Still, Brånby makes a typical conservative argument: More money in his pocket would grow his company and generate more tax revenues for the government. So, could Sweden drop its corporate tax rate even lower, to Trump-approved levels, and still pay for its roads, bridges and hospitals?
“I definitely think that. But I’m not working in the university, I don’t know of course,” says Brånby.
Back in Ann Arbor, Michigan, Hines isn't so sure.
“If you lower business taxes you will stimulate the economy, I think there’s bipartisan agreement on that,” the economist says. “But hardly anybody buys the idea that you can actually lower the corporate tax to 15 percent, and it will so stimulate the economy that you more than make up the revenue. It would be lovely if that were true, but there isn’t any evidence for it.”
Critics of Trump’s steep tax cuts argue it would be a giveaway to corporations and the rich.
In Sweden, they lowered corporate taxes, but boosted other taxes on businesses to make up for that. Here in the US, congressional Republicans are now talking about adding taxes on imports, while exempting taxes on exports. Throw in a few other tricks, and Hines says the Republican House plan could make the US the greatest tax haven on Earth.
“Under the House plan, every company really in the world would want to report that they earned their income in the United States. You might have Cayman Island companies trying to report that they earned money in the United States.”
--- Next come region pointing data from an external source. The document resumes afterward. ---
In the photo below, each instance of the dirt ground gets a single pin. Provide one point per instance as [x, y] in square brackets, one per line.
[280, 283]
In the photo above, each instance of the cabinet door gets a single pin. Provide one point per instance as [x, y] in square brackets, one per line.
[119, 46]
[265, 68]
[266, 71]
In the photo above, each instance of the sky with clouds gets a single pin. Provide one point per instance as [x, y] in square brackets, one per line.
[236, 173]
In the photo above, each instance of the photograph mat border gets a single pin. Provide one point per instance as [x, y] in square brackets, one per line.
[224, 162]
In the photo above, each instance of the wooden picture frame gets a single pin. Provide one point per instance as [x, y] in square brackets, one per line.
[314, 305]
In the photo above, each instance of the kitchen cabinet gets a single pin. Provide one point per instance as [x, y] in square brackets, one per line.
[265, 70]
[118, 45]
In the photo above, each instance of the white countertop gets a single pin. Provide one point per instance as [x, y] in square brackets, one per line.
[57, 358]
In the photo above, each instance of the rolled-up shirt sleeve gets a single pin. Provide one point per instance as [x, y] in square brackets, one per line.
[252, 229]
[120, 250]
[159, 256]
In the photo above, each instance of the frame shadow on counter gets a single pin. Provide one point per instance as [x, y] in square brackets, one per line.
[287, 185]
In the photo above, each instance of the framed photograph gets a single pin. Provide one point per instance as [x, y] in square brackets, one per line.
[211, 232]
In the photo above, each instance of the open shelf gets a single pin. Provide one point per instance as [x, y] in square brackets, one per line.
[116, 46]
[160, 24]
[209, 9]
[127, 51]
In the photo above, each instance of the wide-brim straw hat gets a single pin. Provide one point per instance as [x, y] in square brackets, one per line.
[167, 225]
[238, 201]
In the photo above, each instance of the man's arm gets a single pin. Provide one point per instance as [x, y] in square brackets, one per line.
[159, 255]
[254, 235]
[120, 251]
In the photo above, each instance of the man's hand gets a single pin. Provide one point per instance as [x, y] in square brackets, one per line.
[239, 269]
Or … Hines and many other economists also warn the Republican tax overhaul could violate international trade rules, spark a trade war costing US exporters hundreds of billions in sales, increase the costs of items on store shelves and increase the deficit.
So, could the Republican plan work?
Yes, "in theory," says Michelle Hanlon, a professor of accounting at MIT’s Sloan School of Management. She knows how House Republicans came to this point. A picture of her standing beside Paul Ryan hangs in her office: “He was the chair of the Ways and Means Committee and I was on the tax staff of the Ways and Means Committee.
Hanlon says the House corporate tax overhaul could work, and work well, but in practice, “nobody knows because nothing like the blueprint, which is a destination-based cash flow tax, has ever been put in place anywhere on Earth.”
I could try and explain what she means, but trust me, you probably don’t want to hear it. Again, this is what you need to know about the Republican plan: “In theory, it’s very appealing, but in practice, there’s a lot of uncertainty,” says Hanlon.
And understand this too: “If we don’t do anything, what we know from the evidence based on the current system is that the current system does not attract jobs to the US," she says. "And that needs to be fixed."
Now, going beyond the sound bites we're sure to hear from politicians and actually hammering out an agreement on how to fix the tax system, that’s the fun part — figuring out how to structure small businesses that are currently listed as pass-through entities and addressing special rules for subchapter S or LLC companies — or the part you really, really don’t want to hear.
And about that UAE 55 percent tax rate thing … “The UAE is generally considered to be a low-tax location,” says Hines. “Though they are sometimes coded as a high-tax place. It's complicated.”
The UAE authorizes each emirate to impose up to a 55 percent tax.
“Here's the thing: They don't impose those taxes, except on oil companies. Most businesses in the UAE pay no corporate tax at all,” says Hines. “The bottom line is that for non-oil companies, the UAE is a tax haven.”
So if you agree with Hines' argument, the US wins the title as the nation with the highest statutory corporate tax rate on Earth.